A new information program will be launched next week to help 5000 Murray Darling Basin grapegrowers survive what is expected to be one of the toughest summers in Australia’s history.

Water & Vine – Managing the Challenge, which will be launched on Monday August 18 in Adelaide, is part of the Department of Agriculture, Fisheries and Forestry’s Irrigation Industries Workshop Program, which is also helping horticulture, dairy, cotton and rice growers adapt to drought.

The Grape and Wine Research and Development Corporation (GWRDC) will administer the winegrape program which will be rolled out over the next five months in NSW, Victoria and SA.

GWRDC General Manager Samantha Hellams said many growers in irrigated regions faced an uncertain future due to the extended drought and reduced River Murray flows.

“In the next few months growers will be informed of their water allocation for the 2008–2009 growing season,” Samantha said. “With water supply at critical levels there is every indication that this allocation will not increase from last year – and in some cases it may be less.

“Our role is to help growers make decisions about how they can manage their way through this crisis and remain viable.

“Research shows that it is possible to grow profitable crops on reduced water supplies but management systems must change.
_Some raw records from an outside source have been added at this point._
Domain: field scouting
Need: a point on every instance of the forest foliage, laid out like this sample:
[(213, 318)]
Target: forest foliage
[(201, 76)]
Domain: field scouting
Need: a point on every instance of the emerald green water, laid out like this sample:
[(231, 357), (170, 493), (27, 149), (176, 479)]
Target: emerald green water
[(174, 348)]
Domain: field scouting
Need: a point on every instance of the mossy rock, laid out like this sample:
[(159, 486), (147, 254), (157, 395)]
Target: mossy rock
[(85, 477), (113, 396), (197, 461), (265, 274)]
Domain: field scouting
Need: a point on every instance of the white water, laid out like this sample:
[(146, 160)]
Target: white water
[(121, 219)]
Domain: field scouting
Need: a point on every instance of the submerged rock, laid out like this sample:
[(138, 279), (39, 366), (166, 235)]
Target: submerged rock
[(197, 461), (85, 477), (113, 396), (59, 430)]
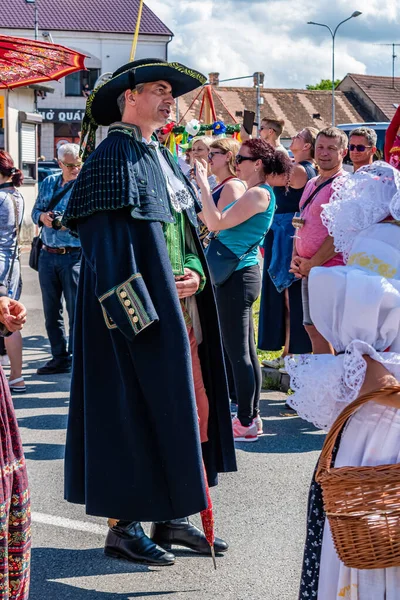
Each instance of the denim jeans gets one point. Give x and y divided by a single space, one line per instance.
235 299
58 276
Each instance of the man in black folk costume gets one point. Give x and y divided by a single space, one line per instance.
149 401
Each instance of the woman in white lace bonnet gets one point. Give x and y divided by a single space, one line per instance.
356 307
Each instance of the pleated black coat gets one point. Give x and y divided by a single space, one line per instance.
133 449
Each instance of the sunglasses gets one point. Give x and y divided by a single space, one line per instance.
240 158
212 154
71 166
358 147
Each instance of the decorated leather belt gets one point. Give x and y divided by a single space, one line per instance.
65 250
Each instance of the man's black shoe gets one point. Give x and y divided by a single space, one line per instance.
130 542
54 366
181 532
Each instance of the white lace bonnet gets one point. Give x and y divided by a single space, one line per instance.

Growers need to know more about the exact water they need, how to access additional irrigation water and understand more about the allocation decision-making process.

“They also need to know about how to maintain the long term health of their vineyard.”

Samantha said a key element of the program is empowering growers to liaise more effectively with wineries and understand more about grape purchasing and pricing decisions, the influence of international markets, stock levels and competition.

“Having more knowledge about the market empowers growers to make more strategic decisions,” she said. “It’s quite possible that this lack of water could persist for a long time and growers may need to look at alternative business models or vineyard management strategies.”

A unique part of the program will be engaging regional grower liaison officers, industry development officers, viticultural consultants and agribusiness advisers across the entire Murray Darling Basin in an Innovators Network.

“In our research we found that growers are “workshopped out” and would prefer to receive this management information from trusted advisers,” Samantha said. “The Innovators Network will act as a conduit for information and help them in the decision-making and management process.

“The Innovators Network will be provided with free resources and the latest knowledge about drought management to help growers with critical viticultural and business management decisions. They will be trained in up to 11 drought management topics that have been developed for this project by the leading researchers, viticulturists and business managers in Australia.”

Samantha said it was envisaged that the Innovators Network will continue on after the Water&Vine program has finished, and be an ongoing delivery mechanism for technical information and tools for the Australian wine industry.

Water&Vine will be launched at the National Wine Centre, Dequetteville Terrace, Adelaide at 4.30pm on Monday August 18. Innovator Network workshops and grower briefings will be run in collaboration with regional grower associations in the key growing regions of the Murray Darling Basin – Riverina, Sunraysia, Riverland as well as the Barossa, Langhorne Creek and North East Victoria – during August, September and mid October.